Gaffe No. 6 — The Cowboys tied the game with 10 minutes to play and their defense got a three-and-out on the Vikings. Dallas was getting the ball back and Dez Bryant made a big play, breaking off a 34-yard punt return that put the Dallas offense in business on the Vikings 42-yard line. Momentum was high on the Cowboys sideline. Oh, wait. Another flag. A holding call for tackling Vikings gunner Frank Walker as he took off to cover the punt nullified the gain. Instead of starting their next drive in Vikings territory, Romo and the offense started from their own 14 – a 44-yard difference that proved critical when, three plays later, E.J. Henderson made the interception that gave the Vikings field position to kick the eventual game-winning field goal.
Gaffe No. 7 — After burning their final two timeouts for a chance to get the ball with more than two minutes remaining, it appeared as though that would happen. Favre fired a pass over the head of Greg Lewis, but Jenkins grabbed Lewis. The likelihood of the pass being caught was minimal. It may have been uncatchable. It didn't matter. Jenkins made the call a no-brainer by grabbing jersey. For all intents, game over.
Gaffe No. 8 — Dallas still has a dim chance with the Stanford-Cal type of play and they got several laterals off to keep it possible. If this works, it's epic! It would put the Drew Pearson push-off on the shelf. Instead, after two successful backward laterals, a Cowboy throws it forward. Who was it? A fourth wide receiver? A tight end? No. It was Romo – the only guy who throws forward passes for a living, but can't do it 20 yards downfield.

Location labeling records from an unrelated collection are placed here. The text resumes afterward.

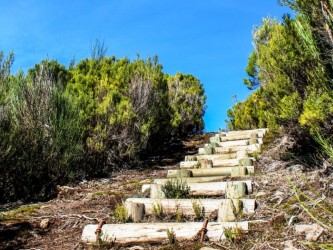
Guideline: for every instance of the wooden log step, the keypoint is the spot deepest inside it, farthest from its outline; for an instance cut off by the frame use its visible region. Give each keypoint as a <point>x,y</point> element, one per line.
<point>136,233</point>
<point>205,172</point>
<point>208,188</point>
<point>194,179</point>
<point>249,148</point>
<point>237,137</point>
<point>216,156</point>
<point>226,144</point>
<point>217,163</point>
<point>186,206</point>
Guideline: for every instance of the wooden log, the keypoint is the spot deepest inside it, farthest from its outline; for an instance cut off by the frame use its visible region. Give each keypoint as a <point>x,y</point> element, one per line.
<point>189,164</point>
<point>261,132</point>
<point>235,137</point>
<point>201,151</point>
<point>229,209</point>
<point>136,233</point>
<point>202,180</point>
<point>213,188</point>
<point>215,138</point>
<point>226,144</point>
<point>183,173</point>
<point>226,211</point>
<point>156,192</point>
<point>217,163</point>
<point>227,171</point>
<point>253,138</point>
<point>190,158</point>
<point>194,179</point>
<point>217,156</point>
<point>235,189</point>
<point>241,154</point>
<point>205,163</point>
<point>249,148</point>
<point>246,162</point>
<point>208,150</point>
<point>171,206</point>
<point>135,211</point>
<point>238,171</point>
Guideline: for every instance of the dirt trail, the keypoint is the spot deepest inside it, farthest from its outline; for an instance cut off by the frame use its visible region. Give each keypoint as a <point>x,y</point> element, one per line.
<point>65,216</point>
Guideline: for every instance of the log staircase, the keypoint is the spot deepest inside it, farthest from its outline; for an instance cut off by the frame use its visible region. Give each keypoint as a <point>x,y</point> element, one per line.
<point>228,155</point>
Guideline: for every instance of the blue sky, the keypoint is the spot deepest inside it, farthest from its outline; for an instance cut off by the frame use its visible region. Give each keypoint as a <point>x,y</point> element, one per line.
<point>209,39</point>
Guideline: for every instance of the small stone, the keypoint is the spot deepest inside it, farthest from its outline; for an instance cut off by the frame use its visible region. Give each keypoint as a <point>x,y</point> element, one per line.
<point>312,232</point>
<point>289,245</point>
<point>146,181</point>
<point>297,167</point>
<point>44,223</point>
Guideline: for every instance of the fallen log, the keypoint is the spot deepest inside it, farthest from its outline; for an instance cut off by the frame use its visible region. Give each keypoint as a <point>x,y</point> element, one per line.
<point>194,179</point>
<point>260,132</point>
<point>249,148</point>
<point>205,172</point>
<point>237,137</point>
<point>226,144</point>
<point>186,206</point>
<point>135,233</point>
<point>216,156</point>
<point>208,188</point>
<point>216,163</point>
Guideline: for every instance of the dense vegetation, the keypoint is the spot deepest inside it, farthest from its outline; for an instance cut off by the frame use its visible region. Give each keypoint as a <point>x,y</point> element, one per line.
<point>61,124</point>
<point>291,72</point>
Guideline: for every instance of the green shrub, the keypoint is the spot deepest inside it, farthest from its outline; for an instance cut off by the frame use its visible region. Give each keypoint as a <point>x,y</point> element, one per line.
<point>175,189</point>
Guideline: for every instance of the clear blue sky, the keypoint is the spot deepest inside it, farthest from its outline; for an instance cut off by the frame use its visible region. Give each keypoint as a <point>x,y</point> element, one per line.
<point>210,39</point>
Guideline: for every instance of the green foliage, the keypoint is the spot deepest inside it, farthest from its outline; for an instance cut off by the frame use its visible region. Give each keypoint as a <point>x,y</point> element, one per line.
<point>59,125</point>
<point>41,141</point>
<point>291,69</point>
<point>121,213</point>
<point>235,234</point>
<point>171,236</point>
<point>187,103</point>
<point>317,208</point>
<point>20,213</point>
<point>175,189</point>
<point>198,210</point>
<point>158,210</point>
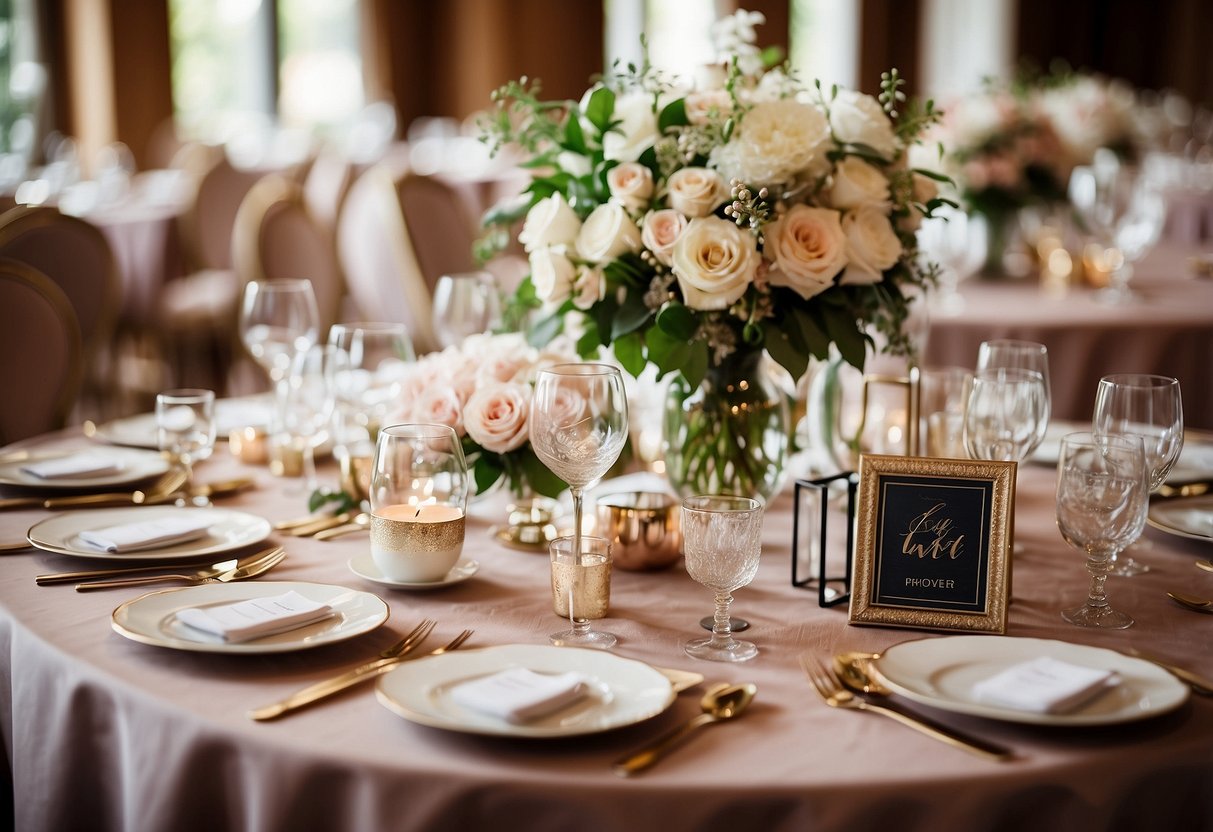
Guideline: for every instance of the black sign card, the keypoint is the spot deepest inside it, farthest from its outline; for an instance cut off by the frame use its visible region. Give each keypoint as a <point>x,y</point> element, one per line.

From start to end, the Cowboys did everything they could to kill themselves. They've done it all year. The Vikings deserve credit for making the big plays that won the game for them. But eight self-inflicted gaffes by the Cowboys certainly contributed to the Vikings win. They were the kind of undisciplined plays and mental mistakes good teams don't make – much less in the most important game of their season.
The Vikings can take heart that they made the game-changing plays that won Sunday's contest, but it may have been because, for the first time this year aside from the Detroit game, the kind of mistakes and miscues that plagued Dallas were the kind of things that victimized the Vikings early on. For Dallas fans, the season may well be over. The Vikings' hopes live on thanks in part to the Cowboys' mistakes.
After a brutal day of games in which players were dropping like flies and several high-profile knockout shots were applied, the league announced that players may be suspended for head shots starting next week. The awareness of concussion-related problems is catching up to the game and may affect the way defenders have to play the game in the future – and how the head-hunters will be treated. The league has learned in the past the fines don't quite do the job, especially with players making millions of dollars a year. Keeping them from being on the field with their teammates is the pain.